17 | Menerima

308 21 2
                                    

Semua hal di dunia ini dimulai dari saling menerima.
-Belva Aurelia-

Pagi ini Belva benar-benar sudah membawa mobil lagi. Dia berangkat lebih pagi dari biasanya, entah apa sebabnya. Semenjak Belva menyukai Vano, Belva lebih sering berangkat pagi. Mungkin karena dia bisa melihat wajah tampan calon pacarnya yang tidak pernah menanggapinya.

Saat Belva baru saja tiba di sekolahnya, dengan tidak sengaja dia melihat sosok orang yang langsung membuat moodnya membaik.

Belva langsung menghampiri orang itu yang sedang berjalan bersama ketiga temannya. Siapa lagi kalau bukan Vano.

Cowok yang selalu bersikap ketus terhadap Belva. Cowok yang sudah membuat Belva seperti ingin terbang saat Belva berada di dekatnya. Cowok yang selalu membuat jantung Belva serasa ingin berhenti berdetak saat mereka sedang bersama.

Sesaat sebelum Belva memanggil Vano dari belakang, seseorang telah lebih dulu memanggilnya. Perusuh sekaligus pengganggu hidupnya.

"Rel!"

Aurel, adalah nama panggilan Sean kepada Belva. Sean tidak pernah memanggil Belva seperti orang lain pada umumnya. Entah mengapa dan apa sebabnya Belva juga tidak tahu. Namun, Belva sudah terbiasa dengan panggilan 'Aurel' itu.

Bukannya berbalik Belva justru melanjutkan langkahnya. Dia tidak ingin melihat wajah orang setengah waras itu. Belva sudah sangat muak dengan semua yang dilakukan Sean terhadapnya.

"Aurel, tunggu!"

Sean berhasil meraih tangan Belva. Dia kemudian menahan Belva untuk tidak pergi sebelum dia selesai bicara. "Kenapa lo masih nolak gue?"

"Karena gue emang gak mau balikan lagi sama lo. Lebih baik gue cari lagi dari pada gue harus ditemuin sama cowok macam lo!"

"Jangan ngalangin jalan gue.
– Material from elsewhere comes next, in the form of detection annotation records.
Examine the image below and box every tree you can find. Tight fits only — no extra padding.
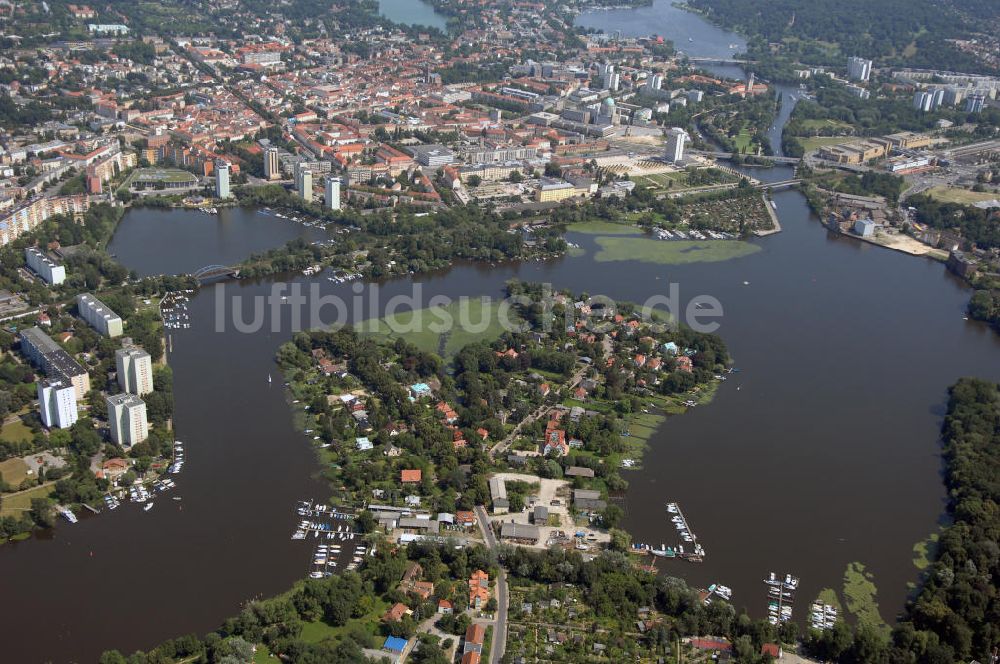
[29,498,56,528]
[601,503,625,528]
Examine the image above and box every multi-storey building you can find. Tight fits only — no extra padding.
[326,175,340,210]
[21,327,90,401]
[24,247,66,286]
[38,378,77,429]
[295,164,312,203]
[115,345,153,396]
[666,127,691,163]
[107,393,149,447]
[0,194,90,246]
[76,293,124,337]
[264,148,281,180]
[215,159,230,199]
[847,57,872,81]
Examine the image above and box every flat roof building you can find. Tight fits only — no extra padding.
[107,393,149,448]
[24,247,66,286]
[115,344,153,396]
[21,327,90,401]
[38,378,77,429]
[76,293,124,337]
[490,477,510,514]
[408,145,455,168]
Gue mau ke kelas." Ucap Belva setelah melepaskan tangan Sean. Setelah itu Belva berlalu dari hadapan Sean.

***

Setelah berhasil menghindar dari Sean, Belva ingat tujuan awalnya. Dengan langkah yang dipercepat Belva berusaha mengejar Vano. "Van!"

"Disamperin doi tuh," Rendy menyenggol lengan Vano yang masih diam mengabaikan Belva. Ketiganya berhenti ketika Belva langsung menghalau jalan Vano.

"Ren, temen lo masih sehat kan?" tanya Belva saat.

Rendy mengernyit, dia bingung dengan maksud pertanyaan Belva. Padahal Belva tadi memanggil Vano dan sekarang malah menanyainya. "Kenapa emang?"

"Kok nggak jawab pas gue panggil."

"Kenapa?" Tanya Vano datar.

"Nanti ke kantin ya! Harus dateng, jangan sampe enggak."

Sebelum Belva pergi meninggalkan empat serangkai itu, Belva menyempatkan untuk mengacak rambut hitam Vano. Dengan kesigapannya Vano segera menahan tangan Belva. Namun, Belva memanfaatkan salah satu tangannya untuk melanjutkan niat awalnya.

Sepersekian detik setelahnya, Belva langsung lari menuju kelasnya. Untung saja genggaman Vano tidak begitu kuat hingga Belva bisa dengan mudah melepaskannya. Ketika jaraknya sudah jauh dari Vano, Belva berhenti dan membalikan tubuhnya menatap Vano. Dia menjulurkan lidahnya sambil tertawa puas.

"Gila!!! Sama yang kayak gitu masih nggak mau." Celetuk David sambil menggeleng-gelengkan kepalanya menatap kepergian Belva.

"Iya. Daripada sia-sia, mending buat gue." Timpal Andre.

Vano masih memasang tampang datarnya. Satu tangannya dia masukkan ke saku celananya dan yang satunya tergerak untuk membenahi tatanan rambutnya yang telah dirusak oleh Belva. Vano kemudian berjalan mendahului ketiga temannya tanpa mengatakan apapun.